Nancy Williams, a literacy specialist at Children's Dyslexia Center in Bay City, said vast amounts of research already exists on how young brains process language but “it is not communicated to teachers.”
“It takes ongoing [professional development] in language to learn how the brain processes. It would be ideal if teacher prep did the instruction. But they don't!” Williams wrote.
Kariainen, the Houghton teacher, said teacher preparation programs could better prepare teachers by spending more time on literacy education. She noted that Michigan only requires six college credits of reading instruction for certified teachers.
That’s “a super-small percent when you think about how much of our daily time is on literacy,” Kariainen wrote.
Ayrica Bakari, a second-grade teacher in Caledonia, agreed. “I would have benefited from taking more courses that focused on explicit literacy instruction” in college.
Professional development arose repeatedly as a tactic to sharpen teachers’ skills throughout their careers.
“Hopefully when we know better we do better,” wrote Susan Dameron, an elementary teacher in Benzie County.
Calls for robust teacher training come as the use of long-term substitutes explodes across the state. There are more than 2,500 classrooms across the state lead by a long term sub, a tenfold increase in a matter of years. The state does not require any educational background or training to be a long-term sub.
Just as studies that examine retention, research is mixed on whether teacher training has a major impact on student achievement.
Capping class sizes was another idea popular with the group. A recent survey of Michigan teachers found that 80 percent recommend reducing class sizes to improve student learning. Smaller class sizes are promoted by groups such as the National Education Association, but some research has found reducing class sizes barely impact student achievement.
"Continuing the conversation"
At the end of the two weeks, Ferlito invited fellow participants to keep the conversation rolling.
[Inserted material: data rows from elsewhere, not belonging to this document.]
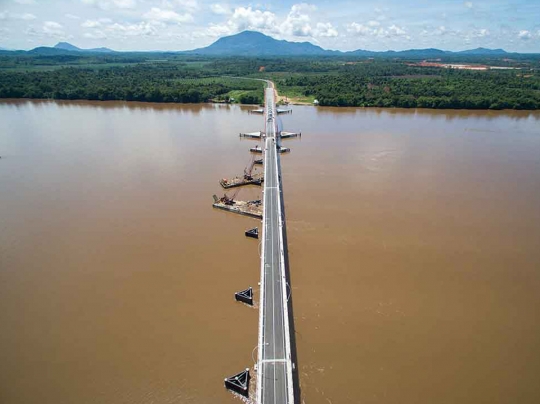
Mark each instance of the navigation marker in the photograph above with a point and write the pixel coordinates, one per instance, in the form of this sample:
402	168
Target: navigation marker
245	296
239	383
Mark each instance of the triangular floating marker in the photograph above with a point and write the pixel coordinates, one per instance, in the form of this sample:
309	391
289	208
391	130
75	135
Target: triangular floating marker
245	296
239	383
253	233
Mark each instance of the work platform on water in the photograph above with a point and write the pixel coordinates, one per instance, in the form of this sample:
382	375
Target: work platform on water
246	208
276	380
238	182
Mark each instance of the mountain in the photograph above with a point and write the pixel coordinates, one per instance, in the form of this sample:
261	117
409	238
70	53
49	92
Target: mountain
483	51
67	46
424	53
62	48
252	43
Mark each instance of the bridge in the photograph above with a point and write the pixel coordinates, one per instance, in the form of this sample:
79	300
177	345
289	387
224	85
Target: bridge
274	366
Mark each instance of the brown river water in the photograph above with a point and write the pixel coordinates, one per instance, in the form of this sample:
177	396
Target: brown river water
414	245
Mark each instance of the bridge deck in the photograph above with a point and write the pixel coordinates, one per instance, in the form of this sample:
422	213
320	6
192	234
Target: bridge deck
274	381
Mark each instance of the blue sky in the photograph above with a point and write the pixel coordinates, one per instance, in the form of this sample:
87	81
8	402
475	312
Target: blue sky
338	24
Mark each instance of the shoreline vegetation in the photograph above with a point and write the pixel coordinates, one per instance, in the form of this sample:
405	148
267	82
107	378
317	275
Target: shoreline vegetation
360	82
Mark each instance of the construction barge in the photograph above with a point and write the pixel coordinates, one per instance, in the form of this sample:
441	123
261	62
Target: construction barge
238	182
246	208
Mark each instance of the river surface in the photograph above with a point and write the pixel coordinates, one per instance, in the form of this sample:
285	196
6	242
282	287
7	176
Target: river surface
414	245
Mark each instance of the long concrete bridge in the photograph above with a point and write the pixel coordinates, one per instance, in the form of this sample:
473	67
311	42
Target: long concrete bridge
275	382
274	367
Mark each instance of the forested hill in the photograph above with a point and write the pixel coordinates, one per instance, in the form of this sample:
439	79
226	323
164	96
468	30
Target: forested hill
334	82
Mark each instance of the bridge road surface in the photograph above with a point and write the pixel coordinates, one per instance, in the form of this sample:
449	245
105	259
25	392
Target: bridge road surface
274	368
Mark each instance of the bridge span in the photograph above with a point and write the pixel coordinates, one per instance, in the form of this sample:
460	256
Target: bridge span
274	365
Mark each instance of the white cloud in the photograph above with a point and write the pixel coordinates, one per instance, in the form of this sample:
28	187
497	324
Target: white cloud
97	34
524	35
376	30
111	4
359	29
220	9
52	28
297	22
168	16
247	18
5	15
481	33
132	30
91	24
190	5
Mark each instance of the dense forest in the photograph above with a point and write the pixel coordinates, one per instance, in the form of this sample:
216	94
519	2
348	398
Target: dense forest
332	81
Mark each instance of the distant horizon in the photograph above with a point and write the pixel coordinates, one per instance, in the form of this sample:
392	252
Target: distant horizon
343	25
299	41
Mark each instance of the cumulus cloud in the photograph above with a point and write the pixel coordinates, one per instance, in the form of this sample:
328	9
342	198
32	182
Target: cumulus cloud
111	4
246	18
325	30
220	9
54	29
132	30
97	34
5	15
297	23
481	33
374	29
524	35
167	16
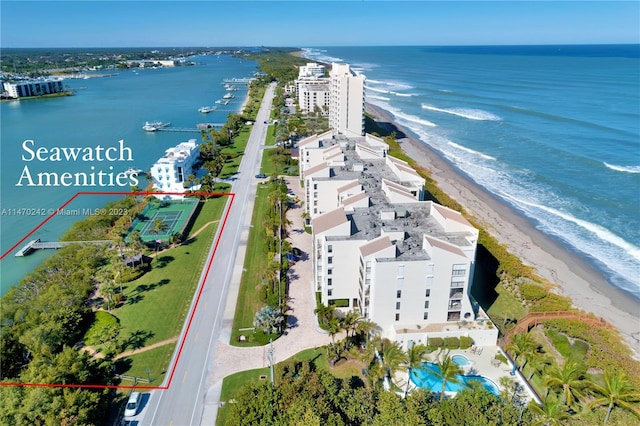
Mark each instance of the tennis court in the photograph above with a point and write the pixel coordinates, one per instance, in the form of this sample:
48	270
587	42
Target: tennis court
174	214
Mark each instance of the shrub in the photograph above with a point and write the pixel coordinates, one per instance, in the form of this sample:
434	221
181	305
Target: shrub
451	342
560	342
130	274
102	321
436	342
503	359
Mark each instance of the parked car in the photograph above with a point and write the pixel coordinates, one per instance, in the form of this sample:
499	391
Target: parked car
133	403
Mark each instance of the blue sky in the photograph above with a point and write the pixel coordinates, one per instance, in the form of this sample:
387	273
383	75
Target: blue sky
299	23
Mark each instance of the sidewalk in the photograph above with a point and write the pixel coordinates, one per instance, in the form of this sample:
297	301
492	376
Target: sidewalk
302	331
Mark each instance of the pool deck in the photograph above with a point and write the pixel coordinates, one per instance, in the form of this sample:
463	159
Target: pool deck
482	363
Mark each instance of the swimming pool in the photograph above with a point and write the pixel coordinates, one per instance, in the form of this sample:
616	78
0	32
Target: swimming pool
460	360
427	378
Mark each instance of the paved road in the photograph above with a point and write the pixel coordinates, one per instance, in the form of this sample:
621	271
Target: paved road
182	404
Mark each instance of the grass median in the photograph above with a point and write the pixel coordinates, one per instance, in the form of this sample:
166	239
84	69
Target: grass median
156	304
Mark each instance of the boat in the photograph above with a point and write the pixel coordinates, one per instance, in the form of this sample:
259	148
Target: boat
133	170
152	126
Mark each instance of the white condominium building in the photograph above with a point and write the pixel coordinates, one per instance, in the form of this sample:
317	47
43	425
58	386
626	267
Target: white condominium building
346	109
37	87
312	94
378	247
170	172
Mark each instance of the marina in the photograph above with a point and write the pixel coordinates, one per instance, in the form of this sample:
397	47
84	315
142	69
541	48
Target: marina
206	109
152	126
106	110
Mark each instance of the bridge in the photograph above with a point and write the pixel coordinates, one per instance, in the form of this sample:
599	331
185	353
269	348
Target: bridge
34	245
531	320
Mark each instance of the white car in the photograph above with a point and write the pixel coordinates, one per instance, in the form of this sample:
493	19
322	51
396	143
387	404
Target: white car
132	404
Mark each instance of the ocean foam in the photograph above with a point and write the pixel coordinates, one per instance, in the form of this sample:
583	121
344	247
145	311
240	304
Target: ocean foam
625	169
619	256
471	151
412	119
470	113
382	98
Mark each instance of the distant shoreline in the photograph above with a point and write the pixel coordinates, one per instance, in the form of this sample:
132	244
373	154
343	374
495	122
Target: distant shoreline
574	277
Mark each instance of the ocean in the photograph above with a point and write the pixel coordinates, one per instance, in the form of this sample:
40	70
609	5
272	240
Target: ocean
103	111
554	131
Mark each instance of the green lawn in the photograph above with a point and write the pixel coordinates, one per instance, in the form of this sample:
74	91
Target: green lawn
271	135
235	151
157	303
156	360
234	382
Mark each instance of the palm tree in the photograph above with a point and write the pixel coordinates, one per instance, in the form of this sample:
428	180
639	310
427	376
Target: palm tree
334	326
448	370
552	412
570	380
375	373
268	318
350	321
365	327
522	346
415	357
393	357
617	390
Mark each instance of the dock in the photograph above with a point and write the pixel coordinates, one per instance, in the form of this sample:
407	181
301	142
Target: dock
34	245
200	126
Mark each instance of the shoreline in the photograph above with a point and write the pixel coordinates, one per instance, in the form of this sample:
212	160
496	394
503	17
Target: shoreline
571	274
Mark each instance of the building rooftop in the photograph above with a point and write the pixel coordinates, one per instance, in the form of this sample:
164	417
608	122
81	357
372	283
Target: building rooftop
406	224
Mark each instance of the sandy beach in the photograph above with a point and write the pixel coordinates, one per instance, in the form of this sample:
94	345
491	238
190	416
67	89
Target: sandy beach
572	275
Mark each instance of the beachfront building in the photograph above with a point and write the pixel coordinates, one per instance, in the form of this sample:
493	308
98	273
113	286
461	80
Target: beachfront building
346	103
313	94
379	248
312	88
169	173
39	87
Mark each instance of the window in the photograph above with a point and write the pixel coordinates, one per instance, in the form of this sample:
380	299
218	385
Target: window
457	282
459	269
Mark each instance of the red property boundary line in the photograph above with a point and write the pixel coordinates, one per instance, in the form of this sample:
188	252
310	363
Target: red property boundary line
195	306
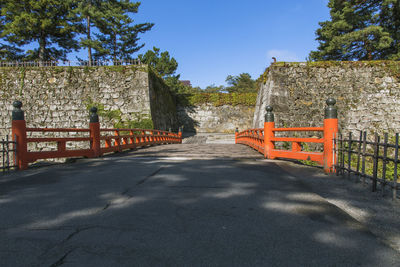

“I’m wondering if others would be interested...in continuing the conversation via a book club” on “The Knowledge Gap: The Hidden Cause of America’s Broken Education System - and How to Fix It” by education reporter Natalie Wexler.
Published in 2019, the book contends that a critical flaw in the American education system is a focus on reading “skills” at the expense of time spent building knowledge about the world. This background knowledge, according to Wexler’s reporting, is context critical to effective reading.
Two weeks later, on Aug. 26, a new Facebook group began.
With 28 members from multiple states across the country, the vast majority were not part of the initial group.
Some members found the group by word of mouth, but most were invited to join by Ferlito, including the book’s author.
“I'd be happy to try to answer any questions you might have about the book and respond to comments…” Wexler told the group.
Ferlito told Bridge she hopes the group will “get the conversation started” about what teachers can control in their own classrooms.
“You do have influence over this reading situation. We can’t do anything about the third grade reading law or truant kids… but we do have influence. And maybe what we were taught in college or professional development in our own state isn’t actually what we should be doing… Maybe there is another body of information we should be doing that.”
Correction: This article initally referred to participant Sheryl Ferlito as Sheryl Passmore-Ferlito. This error has been corrected.